Always build your URL by encoding individual values and then assembling them with the proper delimiters.

Nested URLs as Parameter Values

A common scenario is passing a URL as a query parameter value -- for example, a redirect URL or a callback URL. The entire nested URL must be encoded:

// Original callback URL:
https://myapp.com/callback?status=ok

// Nested as a query parameter value:
https://auth.example.com/login?redirect=https%3A%2F%2Fmyapp.com%2Fcallback%3Fstatus%3Dok

The nested URL's ://, /, ?, and = must all be encoded so they are not interpreted as part of the outer URL's structure.

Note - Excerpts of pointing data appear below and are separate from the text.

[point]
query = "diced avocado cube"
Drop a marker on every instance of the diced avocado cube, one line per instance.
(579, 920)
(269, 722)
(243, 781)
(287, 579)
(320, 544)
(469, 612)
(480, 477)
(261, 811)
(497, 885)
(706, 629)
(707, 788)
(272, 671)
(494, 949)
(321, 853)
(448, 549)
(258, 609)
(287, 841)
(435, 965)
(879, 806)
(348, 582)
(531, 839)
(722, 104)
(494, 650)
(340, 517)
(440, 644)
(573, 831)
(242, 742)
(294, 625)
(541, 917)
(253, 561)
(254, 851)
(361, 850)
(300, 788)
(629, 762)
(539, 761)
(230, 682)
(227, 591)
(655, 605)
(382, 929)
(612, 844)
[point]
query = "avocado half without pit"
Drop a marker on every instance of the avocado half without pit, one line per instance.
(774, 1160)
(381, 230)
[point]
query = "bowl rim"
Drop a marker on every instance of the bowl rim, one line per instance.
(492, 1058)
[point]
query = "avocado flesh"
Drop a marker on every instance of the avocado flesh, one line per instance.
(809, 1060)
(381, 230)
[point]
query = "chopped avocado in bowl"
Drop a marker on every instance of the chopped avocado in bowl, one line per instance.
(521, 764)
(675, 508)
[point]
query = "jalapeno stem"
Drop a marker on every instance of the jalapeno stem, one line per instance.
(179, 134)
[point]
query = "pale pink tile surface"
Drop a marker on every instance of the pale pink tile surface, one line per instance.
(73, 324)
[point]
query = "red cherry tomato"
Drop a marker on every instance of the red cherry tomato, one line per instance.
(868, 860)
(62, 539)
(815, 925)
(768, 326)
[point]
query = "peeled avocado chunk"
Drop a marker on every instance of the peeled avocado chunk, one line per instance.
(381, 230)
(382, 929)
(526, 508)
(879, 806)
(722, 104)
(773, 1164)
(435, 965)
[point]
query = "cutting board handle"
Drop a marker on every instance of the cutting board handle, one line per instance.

6. International Characters and UTF-8

The web is global, and URLs frequently contain non-ASCII characters -- accented letters in European languages, ideographs in Chinese, Japanese, and Korean, Arabic and Cyrillic scripts, and even emoji. URL encoding handles all of these through UTF-8.

The IRI Standard

RFC 3987 defines Internationalized Resource Identifiers (IRIs), which extend URIs to allow Unicode characters directly. An IRI is converted to a URI by percent-encoding all non-ASCII characters using their UTF-8 byte sequences. Modern browsers display IRIs in the address bar for readability but transmit the percent-encoded URI form over HTTP.

UTF-8 Encoding in URLs

When a non-ASCII character needs to appear in a URL, the standard process is:

Convert the character to its Unicode code point.
Encode the code point using UTF-8, producing 1 to 4 bytes.
Percent-encode each byte individually.

Character: cafe with accent (café)
  é = U+00E9
  UTF-8: C3 A9
  URL: caf%C3%A9

Character: Tokyo in Japanese (東京)
  東 = U+6771 -> UTF-8: E6 9D B1 -> %E6%9D%B1
  京 = U+4EAC -> UTF-8: E4 BA AC -> %E4%BA%AC
  URL: %E6%9D%B1%E4%BA%AC

Character: Smiley emoji (😀)
  😀 = U+1F600 -> UTF-8: F0 9F 98 80 -> %F0%9F%98%80

Internationalized Domain Names (IDN)

Domain names use a different encoding system called Punycode (defined in RFC 3492) rather than percent encoding. An internationalized domain name is converted to an ASCII-compatible encoding (ACE) with an xn-- prefix:

Unicode domain:    münchen.de
Punycode (ACE):    xn--mnchen-3ya.de

Unicode domain:    例え.jp
Punycode (ACE):    xn--r8jz45g.jp

Modern browsers display the Unicode form in the address bar but resolve the Punycode form through DNS. This distinction is important: domain names use Punycode, while path and query components use percent-encoded UTF-8.

Legacy Encodings

Before UTF-8 became the standard, web pages used various character encodings (ISO-8859-1, Windows-1252, Shift_JIS, EUC-KR, etc.), and form data was encoded using the page's character encoding. This led to ambiguity -- the same percent-encoded sequence could represent different characters depending on the assumed encoding. Today, UTF-8 is the universal standard for URL encoding, and modern specifications explicitly require UTF-8. If you encounter legacy systems that use other encodings, convert to UTF-8 at the boundary.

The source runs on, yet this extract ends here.